Die hellen Bereiche des fließenden Wassers dienen als Blickfang und die Fließrichtung erzeugt eine Linie, die nach oben links diagonal ins Bild hineinführt..
Dort liegen als Gegengewichte die strukturell auffällige Eisplatte und der massive Berg. Beide bilden wiederum Linien aus, die das Auge wieder nach rechts ins Bild bewegen, wo das Auge dann letztendlich auf dem Ruhepunkt und dem Hauptobjekt des Bildes hängenbleibt.
Ohne den zugefrorenen Wasserfall und den hellen Schimmer darüber würde das Bild, so wie es ist, nicht funktionieren.

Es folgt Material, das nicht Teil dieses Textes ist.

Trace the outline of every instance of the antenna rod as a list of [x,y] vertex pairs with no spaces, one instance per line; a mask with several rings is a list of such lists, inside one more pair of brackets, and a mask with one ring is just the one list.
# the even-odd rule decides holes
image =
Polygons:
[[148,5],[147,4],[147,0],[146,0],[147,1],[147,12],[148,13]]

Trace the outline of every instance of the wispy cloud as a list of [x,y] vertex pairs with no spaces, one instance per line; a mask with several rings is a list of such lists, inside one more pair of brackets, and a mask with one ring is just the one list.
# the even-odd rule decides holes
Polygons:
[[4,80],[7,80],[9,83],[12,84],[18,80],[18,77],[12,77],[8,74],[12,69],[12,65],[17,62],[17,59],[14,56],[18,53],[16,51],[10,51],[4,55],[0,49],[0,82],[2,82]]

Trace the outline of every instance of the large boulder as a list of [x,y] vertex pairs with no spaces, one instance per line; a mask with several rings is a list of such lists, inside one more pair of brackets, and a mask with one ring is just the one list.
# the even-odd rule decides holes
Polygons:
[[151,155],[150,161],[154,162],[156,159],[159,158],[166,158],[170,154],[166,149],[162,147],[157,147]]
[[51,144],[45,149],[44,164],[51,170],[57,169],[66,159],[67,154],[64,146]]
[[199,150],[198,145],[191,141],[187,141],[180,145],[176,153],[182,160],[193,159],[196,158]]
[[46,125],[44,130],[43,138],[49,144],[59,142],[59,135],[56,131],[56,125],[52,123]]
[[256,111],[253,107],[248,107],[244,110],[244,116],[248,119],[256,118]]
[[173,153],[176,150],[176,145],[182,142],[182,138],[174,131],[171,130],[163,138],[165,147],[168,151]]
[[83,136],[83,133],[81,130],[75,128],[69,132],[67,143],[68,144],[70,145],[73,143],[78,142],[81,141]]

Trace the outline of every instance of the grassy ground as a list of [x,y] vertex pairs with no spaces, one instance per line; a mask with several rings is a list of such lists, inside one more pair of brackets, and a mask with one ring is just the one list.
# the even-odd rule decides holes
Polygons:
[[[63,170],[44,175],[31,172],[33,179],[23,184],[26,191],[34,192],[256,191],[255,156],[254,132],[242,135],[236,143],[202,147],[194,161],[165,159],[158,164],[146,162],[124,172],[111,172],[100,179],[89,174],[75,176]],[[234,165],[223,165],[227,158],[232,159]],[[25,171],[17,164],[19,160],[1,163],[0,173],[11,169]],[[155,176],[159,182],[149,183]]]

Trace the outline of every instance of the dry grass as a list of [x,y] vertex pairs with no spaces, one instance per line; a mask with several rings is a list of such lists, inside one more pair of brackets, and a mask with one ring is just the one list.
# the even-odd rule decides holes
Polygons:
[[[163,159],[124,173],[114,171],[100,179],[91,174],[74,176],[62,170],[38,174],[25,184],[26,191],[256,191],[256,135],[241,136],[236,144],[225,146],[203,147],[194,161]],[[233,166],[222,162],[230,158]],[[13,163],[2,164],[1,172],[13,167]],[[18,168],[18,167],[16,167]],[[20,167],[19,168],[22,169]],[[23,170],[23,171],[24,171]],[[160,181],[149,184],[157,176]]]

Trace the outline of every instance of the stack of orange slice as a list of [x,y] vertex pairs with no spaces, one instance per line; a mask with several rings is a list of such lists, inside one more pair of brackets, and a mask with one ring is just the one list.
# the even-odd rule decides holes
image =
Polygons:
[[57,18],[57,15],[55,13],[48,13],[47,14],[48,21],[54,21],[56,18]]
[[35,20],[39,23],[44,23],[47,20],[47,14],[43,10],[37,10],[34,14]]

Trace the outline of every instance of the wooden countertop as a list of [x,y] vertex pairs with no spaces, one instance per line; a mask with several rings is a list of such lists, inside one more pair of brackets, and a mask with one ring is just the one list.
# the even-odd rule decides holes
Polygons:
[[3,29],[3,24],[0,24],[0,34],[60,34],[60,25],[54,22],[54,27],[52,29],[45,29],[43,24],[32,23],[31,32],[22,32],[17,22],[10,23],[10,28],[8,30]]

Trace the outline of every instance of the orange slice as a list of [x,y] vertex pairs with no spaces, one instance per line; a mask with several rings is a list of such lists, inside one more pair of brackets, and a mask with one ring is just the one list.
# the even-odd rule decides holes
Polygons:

Die Theorie ist ja schön und gut aber wie schafft man es bereits hinter der Kamera zu erkennen, ob man ein balanciertes Bild auf die Speicherkarte gebannt hat? Die Antwort ist Zeit.
Schau dir das Foto einfach länger im Sucher oder auf dem Monitor an und stell dir die Fragen, wie deine Augen durch das Bild wandern und ob es sich natürlich anfühlt. Am wichtigsten ist es aber, wo deine Augen letztendlich stehen bleiben und ruhen? Ist das der Punkt, auf den du den Fokus in deinem Bild legen möchtest? Ist dort die Geschichte des Bildes zu Ende erzählt?
Wenn du diese Fragen mit ja beantworten kannst, stehen die Chancen gut, dass du dir das Bild auch nach einer langen Zeit noch gerne anschaust.